I've found all the sample i2c code to be very helpful and had little or no trouble with my projects. There was a learning curve, but that was part of the fun.
The way I look at robotc is that it's a package that bridges the gap between nxtG and c for other microcontrollers where there usually aren't drivers.
If they wrote robotc to work specifically with each third party sensor, it would come up short when it came to custom sensors. I believe they did this the right way. It's a little hard to understand at fist, but it does make sense. And it's a lot easier than writing you're own i2c code directly in c/asm.
It's really not hard to dissect the sample programs and tailor them to your needs. You could easily modify the compass code to be poll only. You can always ask for help if you are having trouble.
|Author:||starwarslegokid [ Thu Mar 20, 2008 12:36 am ]|
There are examples to use I2C messaging and many drivers are supplied for custom sensors, you need to look for them. They are in the:
C:\Program Files\Robotics Academy\ROBOTC for Mindstorms 1.17 Beta\Sample Programs
As a software that is designed for educational use, I don't agree with making every single feature a simple command. I2C messaging is not easy and is very complex, and is different than using analog sensors. By dumbing down the code, I see it as a disservice in not showing the user what is really going on. It basically is two micro controllers talking and exchanging information. There are so many possibilities with this type of communication, it is going to end up complex and the current system works very well, but has a learning curve too.

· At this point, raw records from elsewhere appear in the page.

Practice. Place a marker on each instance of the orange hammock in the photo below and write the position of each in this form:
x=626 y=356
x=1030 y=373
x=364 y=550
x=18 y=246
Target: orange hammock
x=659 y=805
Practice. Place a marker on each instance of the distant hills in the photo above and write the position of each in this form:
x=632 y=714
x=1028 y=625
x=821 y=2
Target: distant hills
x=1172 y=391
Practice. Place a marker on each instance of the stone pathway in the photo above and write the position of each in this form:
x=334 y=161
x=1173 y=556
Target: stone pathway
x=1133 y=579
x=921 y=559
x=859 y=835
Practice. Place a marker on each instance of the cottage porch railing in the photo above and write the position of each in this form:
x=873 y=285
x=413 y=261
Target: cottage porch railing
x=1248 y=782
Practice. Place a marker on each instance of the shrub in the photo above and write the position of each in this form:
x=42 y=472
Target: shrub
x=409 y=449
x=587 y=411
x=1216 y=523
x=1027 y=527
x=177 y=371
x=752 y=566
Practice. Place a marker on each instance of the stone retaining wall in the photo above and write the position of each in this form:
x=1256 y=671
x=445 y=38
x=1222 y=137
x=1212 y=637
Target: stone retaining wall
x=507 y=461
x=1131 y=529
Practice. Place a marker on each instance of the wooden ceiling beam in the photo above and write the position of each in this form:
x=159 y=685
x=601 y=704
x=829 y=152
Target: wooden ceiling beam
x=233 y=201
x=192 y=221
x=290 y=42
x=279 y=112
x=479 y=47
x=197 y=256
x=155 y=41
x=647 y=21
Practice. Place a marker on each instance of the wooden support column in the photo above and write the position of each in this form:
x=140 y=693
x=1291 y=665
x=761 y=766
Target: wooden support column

I am just like you, I am a fellow enthusiast who has learned everything about c by experimenting and using RobotC. I'm not part of the development team and I thought the same thing when I started I2C lol, why does it have to be so hard! . But over time I have realized that it does work and involves allot of work. Just hang in there and look through the examples, you will do fine.
Remember, many custom sensors do have an analog mode where you can define the sensor as a sonar and use it similarly.
|Author:||Ford Prefect [ Thu Mar 20, 2008 4:07 am ]|
In programming I'm not just a beginner, in hardware programming I am!
And this may relate to many RobotC users.
Please recall: what may be the reasons to anyone for buying RobotC?
To me it was (and would probably be for most of others):
- do anything what's possible with NXT-G, but in a script language
- do it quite easily like NXT-G, but in a script language
- do it similar to NXC or pbLua, but with more features
- if you need help, you'll get it like by the NXC or pbLua developers, but more, easier, and faster
- get access to anything that can be attached to the NXT, and don't have to worry about technical details: just plug and play!
Using a NXT-G block, you don't have to think about any I2C connections, failures, value checking. You plug it and it works. That way RobotC driver routines should work, too. If anyone wants to program "machine-oriented" he might do it - but he must not have to do it. (Like programming Windows applications: I want to write a program, and I don't want to think about how to draw a form, a button, a panel, or a drop down menu, and how to erase it and free the memory).
So please give us easy-to-use interfaces to any third party sensor (like the compass sensor driver by Hitechnic that I posted) and don't let us crush our heads thinking about I2C.
By the way: the pbLua developer even speaks German and posts and gives help in a German Mindstorms forum!